The bill, introduced June 22 by Brooklyn Council Member Lincoln Restler, would increase the fines for repeat offenders, from $65 for a first offense to $100 for any subsequent offense within a 12-month period. The bill also calls on the NYPD to tow vehicles with three or more violations within a 12-month period.
Currently, violators are slapped with a $65 fine for failing to move their vehicle during alternate side parking hours, regardless of how many violations they have racked up. The city requires motorists to move their vehicles so the Sanitation Department can sweep the streets.
Restler said that the legislation is needed to make sure the streets get cleaned. He also said that motorists are prepared to risk getting fined as opposed to paying for an off-street parking space.
“Our streets aren’t getting cleaned because it’s cheaper to pay an occasional ASP ticket than for a spot in a garage,” Restler tweeted. “By failing to move our cars, our streets are getting dirtier & rats are infesting our neighborhoods.”
The bill, which has been referred to the Transportation Committee, is also sponsored by Council Member Erik Bottcher, who represents the Greenwich Village/Chelsea district.
Restler said that the fines are less costly than paying for a designated parking spot, hence the need to target repeat offenders.
He told reporters that off-street parking can cost about $600 per month in parts of his Brooklyn district, well above the cost of an occasional ticket.
The city set the fine at $65 in 2020 across all five boroughs. Prior to the change the $65 fine only applied to drivers below 96th Street in Manhattan, with the rest of the city subject to a $45 fine.

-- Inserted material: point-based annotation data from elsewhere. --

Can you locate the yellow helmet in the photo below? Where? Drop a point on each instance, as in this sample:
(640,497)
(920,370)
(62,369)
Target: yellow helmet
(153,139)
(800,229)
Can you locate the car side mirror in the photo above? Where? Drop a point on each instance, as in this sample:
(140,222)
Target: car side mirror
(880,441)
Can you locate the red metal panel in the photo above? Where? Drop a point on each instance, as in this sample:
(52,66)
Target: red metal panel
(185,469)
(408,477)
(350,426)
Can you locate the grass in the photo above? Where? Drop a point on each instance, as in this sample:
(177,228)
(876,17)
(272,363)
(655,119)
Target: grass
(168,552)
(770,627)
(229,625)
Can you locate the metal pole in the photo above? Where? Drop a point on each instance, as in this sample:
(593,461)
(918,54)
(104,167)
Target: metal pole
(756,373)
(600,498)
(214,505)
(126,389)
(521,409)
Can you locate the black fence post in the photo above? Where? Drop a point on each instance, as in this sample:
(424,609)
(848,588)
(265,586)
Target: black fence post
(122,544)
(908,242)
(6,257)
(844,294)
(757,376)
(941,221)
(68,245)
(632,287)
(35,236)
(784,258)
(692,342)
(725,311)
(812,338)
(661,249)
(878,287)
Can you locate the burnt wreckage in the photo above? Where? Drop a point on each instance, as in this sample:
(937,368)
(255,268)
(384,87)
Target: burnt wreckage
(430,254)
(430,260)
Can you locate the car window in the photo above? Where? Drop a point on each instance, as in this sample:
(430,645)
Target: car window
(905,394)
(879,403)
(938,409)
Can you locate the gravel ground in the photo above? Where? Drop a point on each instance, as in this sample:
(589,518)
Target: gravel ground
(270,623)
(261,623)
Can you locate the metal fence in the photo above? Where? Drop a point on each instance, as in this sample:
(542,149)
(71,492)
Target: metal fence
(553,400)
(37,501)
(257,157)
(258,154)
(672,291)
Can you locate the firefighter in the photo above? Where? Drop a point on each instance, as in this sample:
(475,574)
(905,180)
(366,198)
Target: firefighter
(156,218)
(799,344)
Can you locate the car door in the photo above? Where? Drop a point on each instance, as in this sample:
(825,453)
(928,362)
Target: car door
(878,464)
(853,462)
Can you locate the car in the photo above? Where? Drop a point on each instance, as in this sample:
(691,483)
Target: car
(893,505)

If the bill is passed by the City Council and approved by Mayor Eric Adams, it would go into effect within 60 days of passage. A public hearing would have to be held first.
The bill is already facing some resistance. An online petition was launched Tuesday in opposition to the proposal.
“We, the residents of Brooklyn, strongly oppose Lincoln Restler’s proposed legislation to increase fines for alternate side parking violations. This proposal would unfairly burden hardworking individuals and families who are already struggling to make ends meet,” the petition reads. Currently, 420 people have signed.